Then one day at school I was looking for my pencil, and was sure someone had picked it up my mistake. I had the kids look in their pencil boxes for it. Nope, no pencil. We looked under tables and chairs. Nope, no pencil. Then I had this disturbing thought: Had one of my students taken it and was being dishonest about it? I didn't want to believe they would, but still, my pencil was no where to be found. I was standing there wondering what to do next, when one of the kids in my class looked up at me and said,"Mr. Birdseye, what is that behind your ear?" I reached up, and guess what . . . That's right, it was my pencil. I'd stuck it up there and totally forgotten about it. Boy, did I feel silly!

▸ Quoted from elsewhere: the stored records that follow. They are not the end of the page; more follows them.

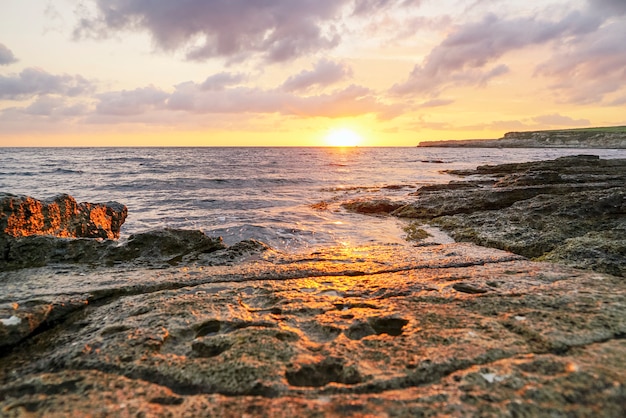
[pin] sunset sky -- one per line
(293, 72)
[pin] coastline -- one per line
(438, 329)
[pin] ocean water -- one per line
(268, 194)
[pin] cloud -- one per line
(325, 73)
(558, 120)
(277, 30)
(34, 81)
(6, 55)
(592, 68)
(131, 102)
(222, 80)
(464, 56)
(367, 7)
(351, 101)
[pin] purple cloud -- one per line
(465, 56)
(351, 101)
(277, 30)
(325, 73)
(222, 80)
(34, 81)
(592, 68)
(131, 102)
(6, 55)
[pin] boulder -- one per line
(60, 216)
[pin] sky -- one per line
(297, 72)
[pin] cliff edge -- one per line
(604, 137)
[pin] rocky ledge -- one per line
(445, 330)
(570, 210)
(449, 330)
(35, 233)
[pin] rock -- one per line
(452, 330)
(379, 206)
(60, 217)
(570, 210)
(154, 248)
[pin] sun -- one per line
(343, 138)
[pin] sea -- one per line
(289, 198)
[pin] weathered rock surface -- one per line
(60, 216)
(452, 330)
(570, 210)
(610, 137)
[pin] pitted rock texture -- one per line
(371, 331)
(570, 210)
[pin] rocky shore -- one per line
(571, 210)
(195, 328)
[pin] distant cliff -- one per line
(606, 137)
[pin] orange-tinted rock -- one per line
(61, 217)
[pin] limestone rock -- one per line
(453, 330)
(61, 216)
(570, 210)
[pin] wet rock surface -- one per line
(174, 323)
(60, 216)
(570, 210)
(151, 248)
(446, 330)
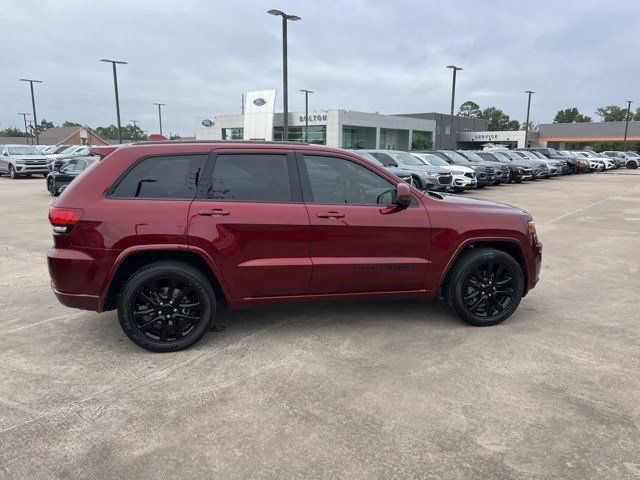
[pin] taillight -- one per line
(64, 219)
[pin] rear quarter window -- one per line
(161, 177)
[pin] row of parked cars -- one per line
(458, 170)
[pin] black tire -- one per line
(458, 287)
(147, 329)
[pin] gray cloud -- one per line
(198, 57)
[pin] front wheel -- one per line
(484, 287)
(166, 306)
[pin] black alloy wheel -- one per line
(166, 306)
(485, 286)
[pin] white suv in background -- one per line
(463, 177)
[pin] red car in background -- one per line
(167, 232)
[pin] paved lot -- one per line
(360, 390)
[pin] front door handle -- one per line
(213, 211)
(331, 214)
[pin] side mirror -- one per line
(403, 195)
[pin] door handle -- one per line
(331, 214)
(213, 211)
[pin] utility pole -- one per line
(160, 105)
(453, 99)
(526, 125)
(33, 105)
(626, 126)
(24, 116)
(285, 88)
(115, 86)
(306, 113)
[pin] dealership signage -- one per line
(314, 118)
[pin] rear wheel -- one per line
(166, 306)
(484, 287)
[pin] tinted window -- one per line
(337, 181)
(162, 177)
(250, 178)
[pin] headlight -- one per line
(534, 233)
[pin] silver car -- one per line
(22, 160)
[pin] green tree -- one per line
(498, 120)
(470, 109)
(12, 132)
(571, 115)
(612, 113)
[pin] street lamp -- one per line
(626, 126)
(526, 125)
(160, 105)
(285, 90)
(33, 105)
(453, 98)
(24, 116)
(306, 113)
(115, 85)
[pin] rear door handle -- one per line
(213, 211)
(331, 214)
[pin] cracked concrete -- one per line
(346, 390)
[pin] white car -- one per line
(463, 177)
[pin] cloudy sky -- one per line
(198, 57)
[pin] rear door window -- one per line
(250, 177)
(173, 176)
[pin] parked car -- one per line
(485, 174)
(609, 163)
(502, 170)
(554, 166)
(247, 224)
(463, 177)
(539, 168)
(628, 159)
(22, 161)
(58, 180)
(425, 177)
(519, 171)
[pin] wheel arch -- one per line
(510, 246)
(129, 262)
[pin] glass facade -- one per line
(317, 134)
(233, 133)
(358, 137)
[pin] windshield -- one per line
(432, 159)
(473, 157)
(27, 150)
(407, 159)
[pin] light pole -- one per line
(626, 126)
(160, 105)
(526, 125)
(33, 105)
(285, 88)
(115, 85)
(453, 98)
(306, 113)
(24, 116)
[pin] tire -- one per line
(51, 187)
(147, 330)
(464, 274)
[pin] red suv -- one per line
(167, 232)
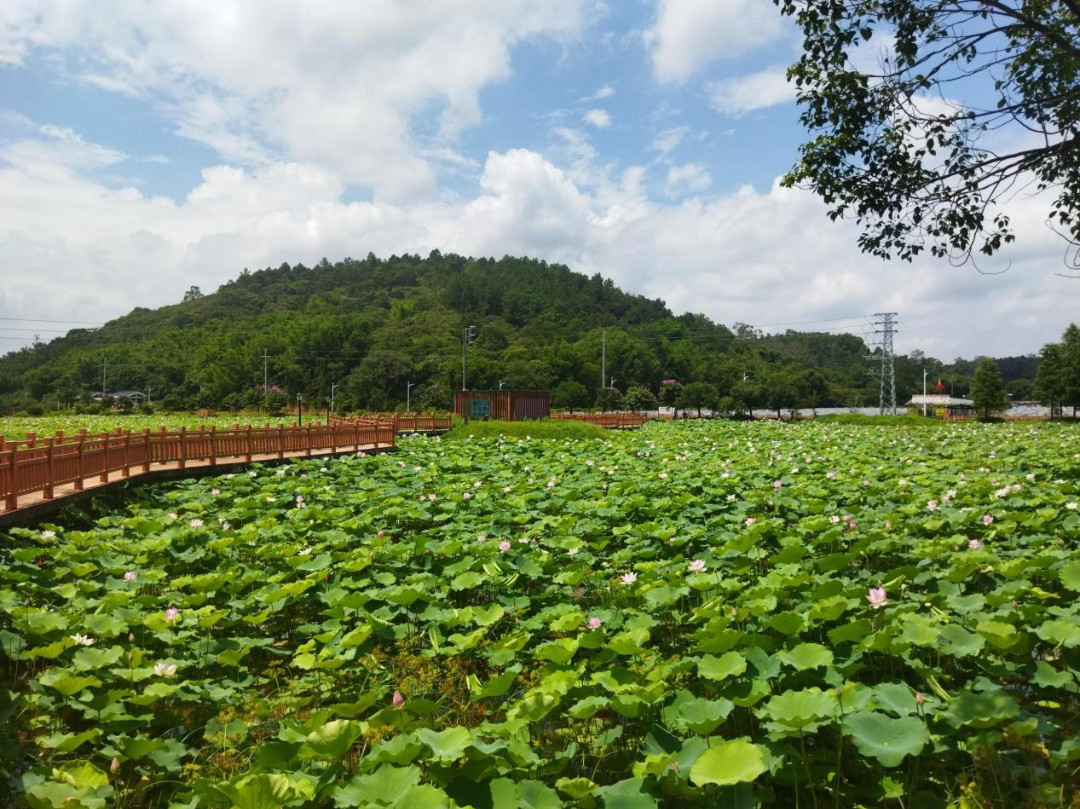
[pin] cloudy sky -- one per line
(149, 146)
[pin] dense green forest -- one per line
(367, 332)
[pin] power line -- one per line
(41, 320)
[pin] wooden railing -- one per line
(412, 422)
(609, 420)
(41, 464)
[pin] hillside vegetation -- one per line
(365, 329)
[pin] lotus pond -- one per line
(701, 615)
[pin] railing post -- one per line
(81, 471)
(11, 502)
(126, 471)
(50, 470)
(104, 477)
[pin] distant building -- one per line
(937, 405)
(504, 405)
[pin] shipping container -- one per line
(504, 405)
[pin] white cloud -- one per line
(59, 150)
(605, 92)
(765, 257)
(687, 178)
(598, 118)
(747, 93)
(688, 35)
(337, 83)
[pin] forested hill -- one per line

Later, I thought, "What if instead of a missing pencil, it was a missing
first tooth? Aha! The missing pencil became a missing tooth, and AIRMAIL
TO THE MOON finally blasted off.
FROM THE STORY

Aha! I thought. He's a real thinker, my Dadaw is. Why, he even sells watermelons
to the grocery store. He knows mighty near everything. I heard Dadaw before
I spied him. He was out by the tire swing shaving and singing at the same
time (which is mighty dangerous if you ask me). Half his face was shaving
cream. The other half was "as smooth as a baby's belly," as he liked to say.